One option is to simply accept that recovery is a rare event, and that its high cost and complexity are tolerable. You could, for instance, use automated software to gradually move assets to new stealth addresses over a two-week period, reducing the risk of time-based analysis. But this is an imperfect workaround. Another approach is to privately share the root key with guardians instead of using smart contracts for recovery. However, this removes your ability to revoke a guardian’s access, creating long-term security risks.
A more advanced solution involves zero-knowledge proofs (ZKPs). Take the ZKP-based scheme mentioned earlier, but adjust the logic: instead of storing k = hash(hash(x), c) directly, the account holds a hidden on-chain commitment to k’s location. To spend from that account, you’d need to provide a zero-knowledge proof that (i) you know the on-chain location matching that commitment, (ii) the object at that location contains some value k (which remains hidden), and (iii) you possess values x and c such that k = hash(hash(x), c).

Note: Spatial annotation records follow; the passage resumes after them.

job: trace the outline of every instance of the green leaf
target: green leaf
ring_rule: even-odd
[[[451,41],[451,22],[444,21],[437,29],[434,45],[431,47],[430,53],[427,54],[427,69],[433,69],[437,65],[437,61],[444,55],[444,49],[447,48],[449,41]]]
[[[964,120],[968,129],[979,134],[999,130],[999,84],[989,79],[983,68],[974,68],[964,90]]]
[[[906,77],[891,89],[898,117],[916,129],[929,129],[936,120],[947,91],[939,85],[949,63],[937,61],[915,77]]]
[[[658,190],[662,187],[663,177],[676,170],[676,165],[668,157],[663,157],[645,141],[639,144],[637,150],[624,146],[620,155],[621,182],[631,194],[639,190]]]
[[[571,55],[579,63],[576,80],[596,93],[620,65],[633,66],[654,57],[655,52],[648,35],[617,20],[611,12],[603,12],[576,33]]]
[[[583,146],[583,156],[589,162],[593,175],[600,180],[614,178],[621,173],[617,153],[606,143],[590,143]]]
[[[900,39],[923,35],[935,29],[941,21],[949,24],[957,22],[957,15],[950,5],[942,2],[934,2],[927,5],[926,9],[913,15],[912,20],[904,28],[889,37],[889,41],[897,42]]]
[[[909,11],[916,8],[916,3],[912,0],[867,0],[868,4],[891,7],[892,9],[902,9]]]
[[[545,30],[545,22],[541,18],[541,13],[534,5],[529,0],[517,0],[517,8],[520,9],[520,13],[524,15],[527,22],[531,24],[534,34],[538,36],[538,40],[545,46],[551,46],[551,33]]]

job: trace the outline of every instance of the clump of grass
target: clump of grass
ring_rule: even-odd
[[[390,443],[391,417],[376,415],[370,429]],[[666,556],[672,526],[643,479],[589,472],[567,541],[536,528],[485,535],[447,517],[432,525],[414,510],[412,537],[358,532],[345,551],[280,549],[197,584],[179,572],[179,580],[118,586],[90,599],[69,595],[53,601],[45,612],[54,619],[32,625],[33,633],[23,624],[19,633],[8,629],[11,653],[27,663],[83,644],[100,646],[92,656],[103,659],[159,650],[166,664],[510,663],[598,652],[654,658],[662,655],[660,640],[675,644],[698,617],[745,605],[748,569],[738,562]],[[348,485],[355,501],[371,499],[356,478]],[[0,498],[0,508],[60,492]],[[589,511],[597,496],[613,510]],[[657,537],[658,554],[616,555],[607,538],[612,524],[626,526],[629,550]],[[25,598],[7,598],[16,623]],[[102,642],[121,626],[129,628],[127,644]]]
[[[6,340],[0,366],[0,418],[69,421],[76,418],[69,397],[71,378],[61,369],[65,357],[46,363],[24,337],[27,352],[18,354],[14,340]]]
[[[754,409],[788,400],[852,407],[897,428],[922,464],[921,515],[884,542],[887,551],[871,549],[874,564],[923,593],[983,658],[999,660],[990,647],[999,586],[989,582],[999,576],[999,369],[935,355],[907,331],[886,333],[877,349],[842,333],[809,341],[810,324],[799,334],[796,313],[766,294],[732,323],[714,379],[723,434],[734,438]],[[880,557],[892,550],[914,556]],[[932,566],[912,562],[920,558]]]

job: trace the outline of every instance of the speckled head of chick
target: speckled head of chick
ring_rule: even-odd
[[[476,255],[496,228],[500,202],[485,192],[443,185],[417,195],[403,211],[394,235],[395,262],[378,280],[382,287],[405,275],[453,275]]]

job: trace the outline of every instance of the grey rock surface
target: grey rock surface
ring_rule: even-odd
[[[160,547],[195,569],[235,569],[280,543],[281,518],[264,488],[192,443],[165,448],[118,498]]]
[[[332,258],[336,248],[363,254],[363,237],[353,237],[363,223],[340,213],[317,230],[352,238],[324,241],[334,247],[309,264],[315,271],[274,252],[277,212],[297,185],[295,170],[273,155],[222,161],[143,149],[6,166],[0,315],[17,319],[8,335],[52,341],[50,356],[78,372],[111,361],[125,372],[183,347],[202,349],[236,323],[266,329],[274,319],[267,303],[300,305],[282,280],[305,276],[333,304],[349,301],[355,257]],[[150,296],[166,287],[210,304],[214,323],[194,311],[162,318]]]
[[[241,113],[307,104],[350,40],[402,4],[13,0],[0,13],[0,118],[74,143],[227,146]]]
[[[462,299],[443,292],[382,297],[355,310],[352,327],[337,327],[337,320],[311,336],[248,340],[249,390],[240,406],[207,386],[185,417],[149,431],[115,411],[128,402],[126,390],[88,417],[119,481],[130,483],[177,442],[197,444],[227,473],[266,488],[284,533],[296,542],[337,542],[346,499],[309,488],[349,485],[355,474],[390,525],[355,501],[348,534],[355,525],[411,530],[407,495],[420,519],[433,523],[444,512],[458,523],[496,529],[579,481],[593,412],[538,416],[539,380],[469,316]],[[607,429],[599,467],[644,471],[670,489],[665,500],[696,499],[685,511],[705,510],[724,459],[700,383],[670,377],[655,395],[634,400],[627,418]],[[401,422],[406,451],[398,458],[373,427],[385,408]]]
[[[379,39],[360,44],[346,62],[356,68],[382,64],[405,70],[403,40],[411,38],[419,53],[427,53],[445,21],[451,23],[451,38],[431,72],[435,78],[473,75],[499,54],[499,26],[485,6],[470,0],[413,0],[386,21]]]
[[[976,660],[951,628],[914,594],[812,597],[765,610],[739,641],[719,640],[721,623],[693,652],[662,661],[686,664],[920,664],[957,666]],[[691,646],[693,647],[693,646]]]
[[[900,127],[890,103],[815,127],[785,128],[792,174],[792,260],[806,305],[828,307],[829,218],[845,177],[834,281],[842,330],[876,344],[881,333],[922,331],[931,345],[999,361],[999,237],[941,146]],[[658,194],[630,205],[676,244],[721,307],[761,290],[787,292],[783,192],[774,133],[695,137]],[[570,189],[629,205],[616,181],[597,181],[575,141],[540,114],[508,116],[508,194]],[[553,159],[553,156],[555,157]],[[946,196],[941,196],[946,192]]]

This allows many accounts—even across multiple Layer 2 protocols—to be controlled by a single k value stored somewhere (on the base chain or a Layer 2). Changing that one value transfers ownership of all linked accounts, without ever revealing the connections between them.
Conclusion
Basic stealth addresses could be implemented relatively quickly today and would greatly enhance practical privacy for Ethereum users. They do require wallets to add support, but I believe wallets should already be moving toward more native multi-address models—generating a new address for each application you use—for broader privacy reasons anyway.
That said, stealth addresses do introduce long-term usability trade-offs, particularly around social recovery. For now, we might accept these limitations—for example, by acknowledging that social recovery could mean sacrificing some privacy or enduring a two-week delay while recovery transactions are slowly broadcast across assets (a process potentially handled by third-party services). In the long run, these challenges are solvable, but it’s clear that a mature stealth address ecosystem will rely heavily on zero-knowledge proofs.